DO NOT USE TABS IN PYTHON — EVER!

That said, I have a few comments about your code.

First:

class convert_to_obj(object):

is a very bad name for a class. It'd be a good name for a function, though. You should better call it, for example:

class DictObject(object):

That being said, I'd advice you to use existing tools for doing such a thing. There's a powerful one called namedtuple , in the collections module. To do your thing, you could do:

from collections import namedtuple

# Create a class that declares the interface for a given behaviour
# which will expect a set of members to be accessible
class AuthenticationMixin():
    def is_authenticated(self):
        username = self.username
        password = self.password
        # useless use of if, here you can simply do:
        # return username and password
        if username and password:
            return True
        # but if you don't, don't forget to return False below
        # to keep a proper boolean interface for the method
        return False

def convert_to_object(d): # here that'd be a good name:
    # there you create an object with all the needed members
    DictObjectBase = namedtuple('DictObjectBase', d.keys())
    # then you create a class where you mix the interface with the
    # freshly created class that will contain the members
    class DictObject(DictObjectBase, AuthenticationMixin):
        pass
    # finally you build an instance with the dict, and return it
    return DictObject(**d)

which would give:

>>> new_array = [{'username': u'rr', 'password': u'something', }]
>>> # yes here I access the first element of the array, because you want
>>> # to keep the convert_to_object() function simple. 
>>> o = convert_to_object(new_array[0])
>>> o
DictObject(password='something', username='rr')
>>> o.is_authenticated()
True

all that being more readable and easy to use.

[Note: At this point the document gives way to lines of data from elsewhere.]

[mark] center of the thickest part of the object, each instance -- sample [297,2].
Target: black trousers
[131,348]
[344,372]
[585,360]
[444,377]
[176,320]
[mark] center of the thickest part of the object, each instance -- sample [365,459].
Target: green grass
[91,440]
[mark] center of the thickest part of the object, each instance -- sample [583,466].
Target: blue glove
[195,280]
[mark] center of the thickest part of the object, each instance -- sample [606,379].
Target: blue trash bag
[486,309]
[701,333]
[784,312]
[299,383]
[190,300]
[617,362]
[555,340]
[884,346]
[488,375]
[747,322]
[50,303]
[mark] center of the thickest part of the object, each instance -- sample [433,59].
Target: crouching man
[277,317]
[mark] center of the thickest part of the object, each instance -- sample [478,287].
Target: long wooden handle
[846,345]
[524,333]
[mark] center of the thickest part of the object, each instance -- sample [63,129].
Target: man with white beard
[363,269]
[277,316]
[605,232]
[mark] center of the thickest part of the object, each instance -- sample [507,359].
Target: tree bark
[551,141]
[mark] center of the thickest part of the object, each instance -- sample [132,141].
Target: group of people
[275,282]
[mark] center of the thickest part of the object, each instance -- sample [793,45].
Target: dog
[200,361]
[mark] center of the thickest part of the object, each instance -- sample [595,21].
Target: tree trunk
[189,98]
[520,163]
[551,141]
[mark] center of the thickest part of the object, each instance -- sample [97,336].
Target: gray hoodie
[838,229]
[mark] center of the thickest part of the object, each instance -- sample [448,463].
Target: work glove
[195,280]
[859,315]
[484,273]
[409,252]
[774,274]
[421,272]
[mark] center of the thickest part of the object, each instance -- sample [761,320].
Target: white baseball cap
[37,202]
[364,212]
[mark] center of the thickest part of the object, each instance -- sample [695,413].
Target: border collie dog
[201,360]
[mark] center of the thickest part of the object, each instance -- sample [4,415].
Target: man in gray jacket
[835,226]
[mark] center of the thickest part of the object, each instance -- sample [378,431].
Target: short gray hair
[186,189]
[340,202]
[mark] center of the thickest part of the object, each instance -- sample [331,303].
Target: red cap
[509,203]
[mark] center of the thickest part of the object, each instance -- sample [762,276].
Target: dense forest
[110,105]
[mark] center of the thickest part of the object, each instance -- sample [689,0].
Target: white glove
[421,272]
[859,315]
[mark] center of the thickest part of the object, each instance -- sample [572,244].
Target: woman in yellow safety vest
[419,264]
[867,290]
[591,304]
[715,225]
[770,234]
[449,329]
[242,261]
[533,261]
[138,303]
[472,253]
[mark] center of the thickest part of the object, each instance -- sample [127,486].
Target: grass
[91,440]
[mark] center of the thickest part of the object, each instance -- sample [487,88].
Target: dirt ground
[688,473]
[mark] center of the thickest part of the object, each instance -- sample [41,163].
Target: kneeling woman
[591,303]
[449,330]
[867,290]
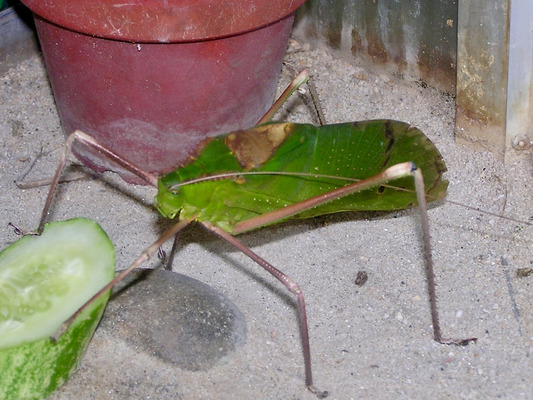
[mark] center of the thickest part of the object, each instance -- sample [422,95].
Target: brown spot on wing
[255,146]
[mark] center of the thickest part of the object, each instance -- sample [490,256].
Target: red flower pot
[151,79]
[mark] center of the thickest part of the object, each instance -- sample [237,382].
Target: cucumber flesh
[43,281]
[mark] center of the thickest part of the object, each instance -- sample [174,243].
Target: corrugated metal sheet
[412,39]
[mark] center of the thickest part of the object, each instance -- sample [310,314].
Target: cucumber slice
[43,281]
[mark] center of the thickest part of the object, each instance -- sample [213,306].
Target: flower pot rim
[159,21]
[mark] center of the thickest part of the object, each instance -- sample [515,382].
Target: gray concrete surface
[369,342]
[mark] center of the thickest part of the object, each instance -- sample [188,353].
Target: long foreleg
[145,256]
[292,287]
[87,140]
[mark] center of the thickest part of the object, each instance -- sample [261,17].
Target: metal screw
[521,142]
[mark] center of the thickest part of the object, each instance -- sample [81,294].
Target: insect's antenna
[429,197]
[233,175]
[300,79]
[316,102]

NB: for a list of dicts to convert, just make:

>>> objdict_list = [convert_to_object(d) for d in new_array]
>>> objdict_list
[DictObject(password='something', username='rr')]

And if you're working with a list of pairs instead of a dict:

>>> tup_array = [('username', u'rr'), ('password', u'something')]
>>> {t[0]:t[1] for t in tup_array}
{'password': 'something', 'username': 'rr'}

So you don't need the extra leg work in the __init__() .

HTH

You've mixed tabs and spaces, so the is_authenticated definition is erroneously nested inside the definition of __init__ . Turn on "show whitespace" in your editor to see the problem, and run Python with the -tt flag to make it tell you when you do something like this. To fix the problem, convert the tabs to spaces; your editor most likely has a function to do this automatically.